Notice that these alpha-vectors differ from those compute by SARSOP. Let's see how the policy looks in simulation. We'll use the same procedure to simulate the QMDP policy.

In [39]:
pomdp = TigerPOMDP() # initialize problem
init_dist = initial_state_distribution(pomdp) # initialize distriubtion over state

up = updater(qmdp_policy) # belief updater for our policy
hist = HistoryRecorder(max_steps=14, rng=MersenneTwister(1)) # history recorder that keeps track of states, observations and beliefs

hist = simulate(hist, pomdp, qmdp_policy, up, init_dist)

for (s, b, a, r, sp, op) in hist
println("s: $s, b:$(b.b), action: $a, obs:$op")
end
println("Total reward: \$(discounted_reward(hist))")

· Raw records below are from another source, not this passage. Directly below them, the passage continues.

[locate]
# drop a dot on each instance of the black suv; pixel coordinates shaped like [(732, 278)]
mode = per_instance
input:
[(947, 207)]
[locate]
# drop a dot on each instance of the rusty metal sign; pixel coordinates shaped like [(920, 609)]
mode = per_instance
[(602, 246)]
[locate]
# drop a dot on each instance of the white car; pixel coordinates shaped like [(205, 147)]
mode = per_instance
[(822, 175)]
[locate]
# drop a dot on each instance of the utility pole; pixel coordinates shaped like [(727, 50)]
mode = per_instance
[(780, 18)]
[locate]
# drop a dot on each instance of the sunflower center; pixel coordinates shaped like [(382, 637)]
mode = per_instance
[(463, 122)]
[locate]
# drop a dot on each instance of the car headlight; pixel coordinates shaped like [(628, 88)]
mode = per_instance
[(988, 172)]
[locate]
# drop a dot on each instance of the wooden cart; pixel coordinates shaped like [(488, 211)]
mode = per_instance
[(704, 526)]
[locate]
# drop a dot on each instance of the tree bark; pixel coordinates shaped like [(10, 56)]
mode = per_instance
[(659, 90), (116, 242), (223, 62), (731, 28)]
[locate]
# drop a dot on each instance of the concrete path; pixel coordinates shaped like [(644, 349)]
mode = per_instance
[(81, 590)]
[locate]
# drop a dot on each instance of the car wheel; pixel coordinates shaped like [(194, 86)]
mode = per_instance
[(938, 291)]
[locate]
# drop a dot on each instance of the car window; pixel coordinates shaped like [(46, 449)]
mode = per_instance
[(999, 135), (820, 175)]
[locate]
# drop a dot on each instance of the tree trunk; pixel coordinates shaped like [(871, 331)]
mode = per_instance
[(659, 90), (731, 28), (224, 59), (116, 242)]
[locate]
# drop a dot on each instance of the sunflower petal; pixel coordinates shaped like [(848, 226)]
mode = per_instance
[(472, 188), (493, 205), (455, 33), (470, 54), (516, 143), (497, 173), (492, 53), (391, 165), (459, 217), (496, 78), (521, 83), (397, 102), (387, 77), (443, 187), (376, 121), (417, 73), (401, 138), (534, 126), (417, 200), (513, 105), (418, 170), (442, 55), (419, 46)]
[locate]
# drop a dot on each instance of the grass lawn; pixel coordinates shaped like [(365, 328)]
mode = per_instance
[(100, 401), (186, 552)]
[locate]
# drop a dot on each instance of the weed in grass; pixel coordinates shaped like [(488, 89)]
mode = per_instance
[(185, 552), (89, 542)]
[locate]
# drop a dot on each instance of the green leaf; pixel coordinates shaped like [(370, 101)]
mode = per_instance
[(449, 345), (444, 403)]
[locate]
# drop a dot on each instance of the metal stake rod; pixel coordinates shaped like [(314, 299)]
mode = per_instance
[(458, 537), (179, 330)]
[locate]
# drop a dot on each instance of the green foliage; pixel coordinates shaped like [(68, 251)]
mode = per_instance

s: true, b: [0.5,0.5], action: listen, obs: true
s: true, b: [0.15,0.85], action: listen, obs: true
s: true, b: [0.0302013,0.969799], action: openr, obs: false
s: true, b: [0.5,0.5], action: listen, obs: true
s: true, b: [0.15,0.85], action: listen, obs: true
s: true, b: [0.0302013,0.969799], action: openr, obs: true
s: true, b: [0.5,0.5], action: listen, obs: true
s: true, b: [0.15,0.85], action: listen, obs: true
s: true, b: [0.0302013,0.969799], action: openr, obs: true
s: true, b: [0.5,0.5], action: listen, obs: true
s: true, b: [0.15,0.85], action: listen, obs: false
s: true, b: [0.5,0.5], action: listen, obs: true
s: true, b: [0.15,0.85], action: listen, obs: true
s: true, b: [0.0302013,0.969799], action: openr, obs: true
Total reward: 21.136977555064835


The results are identical for this single simulation for this particular problem. In general, if you are dealing with a complex problem, it is good to compare the SARSOP and QMDP policies. This framework makes comparing the two policies very simple once you have defined the problem!